Optimization of foam concrete characteristics using response surface methodology and artificial neural networks


KURŞUNCU B., GENÇEL O., BAYRAKTAR O. Y., Shi J., Nematzadeh M., KAPLAN G.

CONSTRUCTION AND BUILDING MATERIALS, cilt.337, 2022 (SCI-Expanded) identifier identifier

  • Yayın Türü: Makale / Tam Makale
  • Cilt numarası: 337
  • Basım Tarihi: 2022
  • Doi Numarası: 10.1016/j.conbuildmat.2022.127575
  • Dergi Adı: CONSTRUCTION AND BUILDING MATERIALS
  • Derginin Tarandığı İndeksler: Science Citation Index Expanded (SCI-EXPANDED), Scopus, Academic Search Premier, Aerospace Database, CAB Abstracts, Communication Abstracts, INSPEC, Metadex, Veterinary Science Database, Civil Engineering Abstracts
  • Anahtar Kelimeler: Optimization, Foam concrete, ANN, RSM, Waste marble powder, Rice husk ash, SELF-COMPACTING CONCRETE, RICE HUSK ASH, WASTE MARBLE POWDER, BLAST-FURNACE SLAG, MECHANICAL-PROPERTIES, COMPRESSIVE STRENGTH, RECYCLED CONCRETE, SILICA FUME, PERFORMANCE, DURABILITY
  • Atatürk Üniversitesi Adresli: Evet

Özet

In this study, influences of waste marble powder (WMP) and rice husk ash (RHA) partially replaced instead of fine aggregate and cement into foam concrete (FC) on compressive and flexural strength, porosity, and thermal conductivity coefficient were investigated using Response Surface Methodology (RSM) and Artificial Neural Networks (ANN) methods.

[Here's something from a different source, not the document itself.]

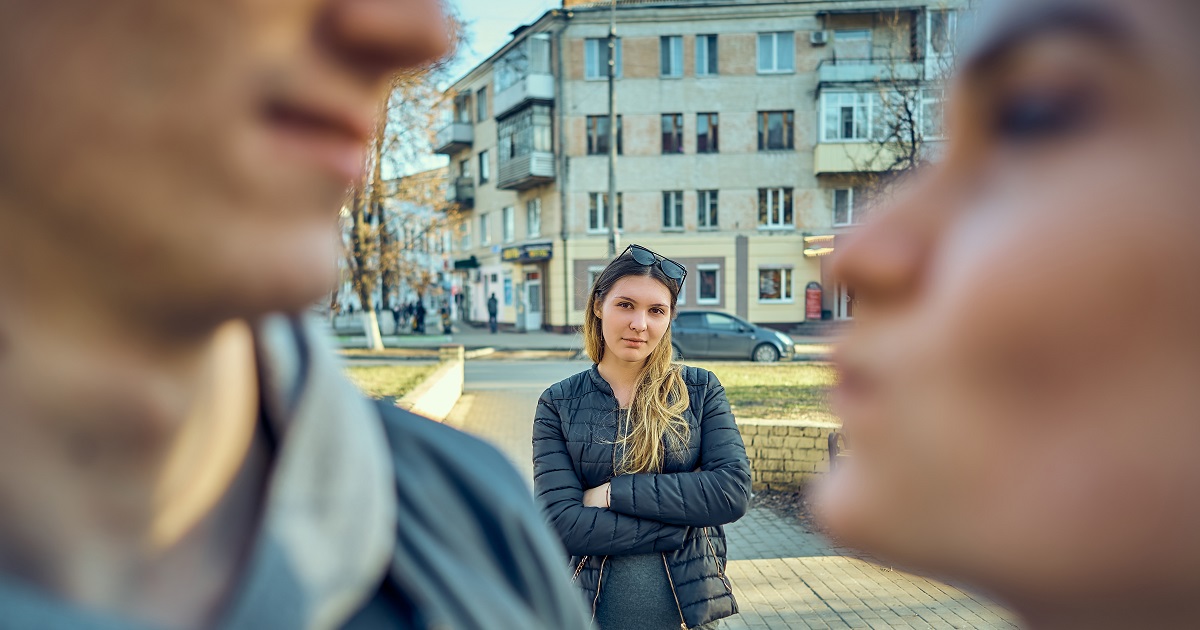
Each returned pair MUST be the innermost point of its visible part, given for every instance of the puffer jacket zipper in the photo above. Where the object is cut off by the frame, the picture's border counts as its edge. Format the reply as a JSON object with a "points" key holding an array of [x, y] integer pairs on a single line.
{"points": [[595, 600], [683, 623], [720, 571], [580, 568]]}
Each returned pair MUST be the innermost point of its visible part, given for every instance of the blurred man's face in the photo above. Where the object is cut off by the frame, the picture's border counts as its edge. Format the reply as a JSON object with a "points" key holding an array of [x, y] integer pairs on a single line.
{"points": [[1021, 391], [192, 155]]}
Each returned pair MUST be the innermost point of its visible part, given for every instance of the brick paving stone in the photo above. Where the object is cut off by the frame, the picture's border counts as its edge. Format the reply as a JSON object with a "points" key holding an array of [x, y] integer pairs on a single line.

The foam parameter was determined as two levels in the experimental design, and the WMP and RHA parameters were determined as three levels. With the RSM analysis, the most influential parameters for compressive and flexural strength were determined as Foam WMP and RHA, respectively. Likewise, the order of effective parameters for porosity and thermal conductivity coefficient was found as foam WMP and RHA. With the RSM method, R2 values were obtained as 0.9492 for compressive strength, 0.9312 for flexural strength, 0.9609 for porosity, and 0.9778 for thermal conductivity coefficient. Correlation coefficients with the ANN method were found as 0.98393, 0.96748, 0.9933, and 0.96946 for compressive and flexural strength, porosity, and thermal conductivity coefficient, respectively. The ANN method was found to be suitable for estimating the responses. The RSM method was found to be suitable both for estimating the responses and for determining the effective parameters. In addition, the optimum parameters were determined by the RSM method.